On Behalf of | Dec 11, 2017 | Firm News

Written by:  William A. Earnhart

The newly appointed General Counsel to the NLRB, Peter B. Robb, issued a memorandum of “Mandatory Submission to Advice” on December 1, 2017, rescinding several of his predecessor’s policy memoranda and indicating a second look at a number of policy positions advanced under the Obama administration.

The relatively short memorandum addresses a broad range of policy issues promoted by the Board under the Obama administration, from employee classification to intermittent and partial strikes.  Of particular interest to both union and non-union employers is the rescission of GC 15-04 (Report of the General Counsel Concerning Employer Rules) and the General Counsel’s intention to take a new direction in regard to concerted activity for mutual aid and protection.  Lately, the Board has found facially neutral employer handbook rules and policies against obscene or inappropriate conduct, as well as electronic media, confidentiality and security policies, to violate the Act.  This memorandum suggests a willingness to overrule recent precedents on these issues.

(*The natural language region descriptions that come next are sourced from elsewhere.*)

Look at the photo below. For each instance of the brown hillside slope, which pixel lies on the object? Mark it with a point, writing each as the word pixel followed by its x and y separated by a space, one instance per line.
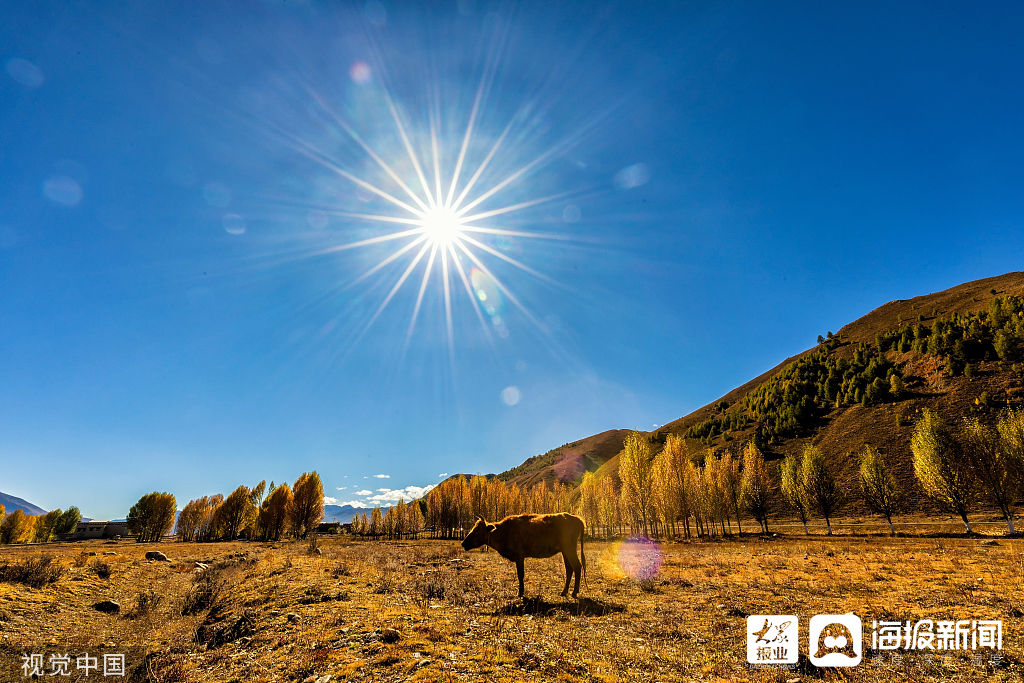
pixel 567 462
pixel 887 426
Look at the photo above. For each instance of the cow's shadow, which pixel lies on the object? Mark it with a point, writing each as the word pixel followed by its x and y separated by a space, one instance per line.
pixel 538 606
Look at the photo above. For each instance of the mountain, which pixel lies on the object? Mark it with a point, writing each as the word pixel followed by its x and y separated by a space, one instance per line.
pixel 11 503
pixel 958 351
pixel 567 462
pixel 342 513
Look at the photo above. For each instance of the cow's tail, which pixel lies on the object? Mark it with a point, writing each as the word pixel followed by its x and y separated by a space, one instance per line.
pixel 583 558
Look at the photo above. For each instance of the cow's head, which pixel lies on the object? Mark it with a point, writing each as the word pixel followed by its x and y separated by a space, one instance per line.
pixel 478 535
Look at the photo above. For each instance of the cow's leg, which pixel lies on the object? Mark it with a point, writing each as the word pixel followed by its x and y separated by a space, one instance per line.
pixel 572 563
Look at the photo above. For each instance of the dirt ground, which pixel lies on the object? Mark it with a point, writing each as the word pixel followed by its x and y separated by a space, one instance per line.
pixel 424 610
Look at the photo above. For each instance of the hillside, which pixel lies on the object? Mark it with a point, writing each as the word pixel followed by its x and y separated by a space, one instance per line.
pixel 846 383
pixel 11 503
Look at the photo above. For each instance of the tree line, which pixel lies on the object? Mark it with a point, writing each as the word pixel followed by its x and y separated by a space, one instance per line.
pixel 682 492
pixel 260 512
pixel 22 527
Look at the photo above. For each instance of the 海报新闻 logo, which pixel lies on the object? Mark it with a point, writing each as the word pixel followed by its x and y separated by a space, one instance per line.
pixel 835 640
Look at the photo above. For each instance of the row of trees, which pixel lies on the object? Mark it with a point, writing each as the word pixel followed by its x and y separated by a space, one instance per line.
pixel 22 527
pixel 681 492
pixel 245 513
pixel 453 506
pixel 963 464
pixel 398 521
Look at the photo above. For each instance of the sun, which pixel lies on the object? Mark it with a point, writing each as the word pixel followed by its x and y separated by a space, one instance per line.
pixel 441 225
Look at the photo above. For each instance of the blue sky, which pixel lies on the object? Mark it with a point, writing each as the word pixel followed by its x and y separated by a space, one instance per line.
pixel 682 197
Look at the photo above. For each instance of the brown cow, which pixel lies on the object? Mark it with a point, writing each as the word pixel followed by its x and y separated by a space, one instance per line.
pixel 519 537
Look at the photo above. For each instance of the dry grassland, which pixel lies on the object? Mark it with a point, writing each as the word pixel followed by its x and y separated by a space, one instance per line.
pixel 426 610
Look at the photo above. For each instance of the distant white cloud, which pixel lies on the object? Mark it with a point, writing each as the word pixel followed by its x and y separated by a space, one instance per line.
pixel 383 498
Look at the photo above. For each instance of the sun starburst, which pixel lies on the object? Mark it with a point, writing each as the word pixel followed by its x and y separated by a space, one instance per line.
pixel 440 209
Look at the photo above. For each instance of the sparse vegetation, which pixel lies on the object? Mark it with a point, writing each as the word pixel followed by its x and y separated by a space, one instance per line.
pixel 460 621
pixel 35 571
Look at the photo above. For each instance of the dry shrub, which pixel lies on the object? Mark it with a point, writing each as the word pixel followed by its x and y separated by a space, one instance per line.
pixel 35 571
pixel 206 590
pixel 164 668
pixel 384 583
pixel 145 603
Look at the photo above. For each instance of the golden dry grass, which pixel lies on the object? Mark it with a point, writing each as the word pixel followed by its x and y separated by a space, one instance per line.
pixel 286 614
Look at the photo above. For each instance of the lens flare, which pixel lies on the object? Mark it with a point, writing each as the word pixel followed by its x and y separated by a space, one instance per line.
pixel 639 558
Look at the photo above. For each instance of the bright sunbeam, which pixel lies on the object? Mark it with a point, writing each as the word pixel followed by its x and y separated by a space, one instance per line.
pixel 441 225
pixel 432 190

It should be noted that the memorandum makes clear that these policy decisions will need to be implemented by the Board and that the Office of the General Counsel will “not be offering new views on cases pending in the courts, unless directed to by the Board or courts.”  Thus, any change will likely happen slowly as the NLRB processes cases. This is certainly not a win for labor unions; many of the proposed policy changes could ultimately be beneficial to all involved in employer relations by tempering some of the excesses of prior Board decisions. It has been argued that the Board has undermined its legitimacy by making decisions that, although legitimate in respect to union organization, seriously undermine the rights of coworkers in having a safe and respectful work environment.  Recognizing that the Board’s role is often to interpret the scope of “protected activities,” employer/management advocates have repeatedly questioned the rationality of finding employer policies against obscenity and disrespect unlawful.